Dowdakin also emphasizes to avid recyclers who compost at home that there is still a benefit to the city's program because they can put meat, fish, bones, moldy leftovers and soiled paper in their bins, whereas backyard compost doesn't reach a high enough heat to process those materials.
Also, “it's kind of puzzling that people who are very good recyclers see a difference between putting food scraps into their green cart versus into their burgundy bin when they are the same materials,” she says. “It will take a little while for the program to grow.”
In the meantime, the city is focusing its food scrap efforts on the business sector. Commercial waste and recycling, in general, represent almost two-thirds of the waste stream, Dowdakin says. So, by targeting businesses, the city hopes it will make larger strides in reaching its diversion goal.
Nearly Full in Fremont
The city of Fremont in Alameda County made its food scrap recycling program available to all of its 47,000 single-family households in July 2003, with rates for collection built into the solid waste collection rates. As waste is collected by Allied Waste, it is delivered to the Newby Island Composting Facility, where it is ground and managed in open windrows, says Ken Pianin, Fremont's solid waste manager.
Fremont is required to provide an annual compost giveaway event, but Pianin says that element of the program was built into the city's contract with Allied before it started the food scrap recycling program.
About 12 percent of green cart set outs in the city contain food scraps.
Pianin admits that the food scraps recycling program participation rate is “woefully inadequate and demonstrates that residents have not embraced food scraps as a legitimate and meaningful component of recycling efforts.”
Currently, Allied Waste has capped the city's commercial organics monthly collection volume at 200 tons per month because its processing facility is already operating at capacity, as it handles several jurisdictions' waste.
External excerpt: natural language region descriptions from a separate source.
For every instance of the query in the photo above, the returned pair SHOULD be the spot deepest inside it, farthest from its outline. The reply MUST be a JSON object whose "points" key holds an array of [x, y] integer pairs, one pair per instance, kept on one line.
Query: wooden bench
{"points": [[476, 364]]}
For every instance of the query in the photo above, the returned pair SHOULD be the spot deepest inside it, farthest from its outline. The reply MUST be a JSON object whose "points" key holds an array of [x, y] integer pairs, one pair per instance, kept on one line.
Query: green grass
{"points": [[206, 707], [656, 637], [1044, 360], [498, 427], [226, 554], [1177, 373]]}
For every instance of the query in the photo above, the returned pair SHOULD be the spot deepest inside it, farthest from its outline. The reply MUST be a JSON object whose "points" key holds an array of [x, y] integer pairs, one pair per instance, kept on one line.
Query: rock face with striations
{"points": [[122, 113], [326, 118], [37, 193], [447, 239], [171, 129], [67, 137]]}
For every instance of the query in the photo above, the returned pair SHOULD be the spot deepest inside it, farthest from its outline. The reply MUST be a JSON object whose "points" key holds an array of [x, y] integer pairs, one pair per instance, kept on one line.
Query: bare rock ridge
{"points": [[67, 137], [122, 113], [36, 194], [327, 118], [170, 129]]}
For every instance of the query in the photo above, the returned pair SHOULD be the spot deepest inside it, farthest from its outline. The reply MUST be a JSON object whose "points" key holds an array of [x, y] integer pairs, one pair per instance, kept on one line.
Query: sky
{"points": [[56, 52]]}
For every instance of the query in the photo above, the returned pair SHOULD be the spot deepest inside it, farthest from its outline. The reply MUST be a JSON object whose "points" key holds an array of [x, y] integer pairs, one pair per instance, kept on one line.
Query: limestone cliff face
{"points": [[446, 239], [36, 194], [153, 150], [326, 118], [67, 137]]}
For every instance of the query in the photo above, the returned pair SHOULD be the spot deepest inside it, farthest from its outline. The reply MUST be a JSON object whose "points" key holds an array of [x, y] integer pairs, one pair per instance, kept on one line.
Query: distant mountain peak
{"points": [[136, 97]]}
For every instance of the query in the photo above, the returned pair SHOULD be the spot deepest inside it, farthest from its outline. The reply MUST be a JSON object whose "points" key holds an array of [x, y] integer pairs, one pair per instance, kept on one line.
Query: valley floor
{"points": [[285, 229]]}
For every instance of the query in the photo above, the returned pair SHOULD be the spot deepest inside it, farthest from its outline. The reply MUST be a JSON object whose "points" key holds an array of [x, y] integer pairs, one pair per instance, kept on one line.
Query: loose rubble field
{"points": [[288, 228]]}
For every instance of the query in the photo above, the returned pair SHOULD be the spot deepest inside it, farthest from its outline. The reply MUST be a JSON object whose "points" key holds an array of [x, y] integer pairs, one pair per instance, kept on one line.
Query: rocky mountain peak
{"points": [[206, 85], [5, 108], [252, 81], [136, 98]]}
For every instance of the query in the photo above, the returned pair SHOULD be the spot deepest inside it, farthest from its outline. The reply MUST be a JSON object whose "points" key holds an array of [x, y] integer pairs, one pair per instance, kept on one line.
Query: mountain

Until the city can find an alternate service provider to process the yard and food materials, it won't be feasible to increase program participation, Pianin says.
“We'd be happy to increase diversion substantially, but available processing capacity is viewed by city staff as a limitation,” he explains. The city is working with Alameda County to seek out additional processing options.
“But it's not reasonable to put all of our ambitions on [the county], with their having 17 jurisdictions that need to divert material,” Pianin says. Thus, the city also is seeking options on its own, hoping it can find another composting facility, transfer station or new technologies that will allow it to accommodate increased participation in its food scrap program.
When that happens, Fremont says it plans to expand its commercial food scraps recycling program. In addition, the city has adopted a 75 percent landfill diversion goal, similar to Alameda County's goal. “Expanding residential and commercial food scraps collection is part of our desire for meeting that goal,” Pianin says.
The city is operating a two-year commercial pilot study with 25 participants. The program is scheduled to expand in 2008, when the city negotiates new rates for solid waste collection. “The generators are willing to do it in order to earn a small incentive through reduced municipal solid waste service,” Pianin says. “We intend to do more outreach and to create more awareness that food scraps are an important recyclable.”
“I recognize that managing food scraps in a household is a challenge,” Pianin adds. “But we'll continue our outreach messages.”
With enough “begging and pleading,” Pianin says he expects residents will develop sound food scrap recycling techniques and habits.
Meanwhile, Alameda County officials are hoping that food recycling becomes entrenched enough among county residents to help make its 75 percent diversion goal a reality.
Patricia-Anne Tom is a contributing editor based in San Francisco and a former editor of Waste Age.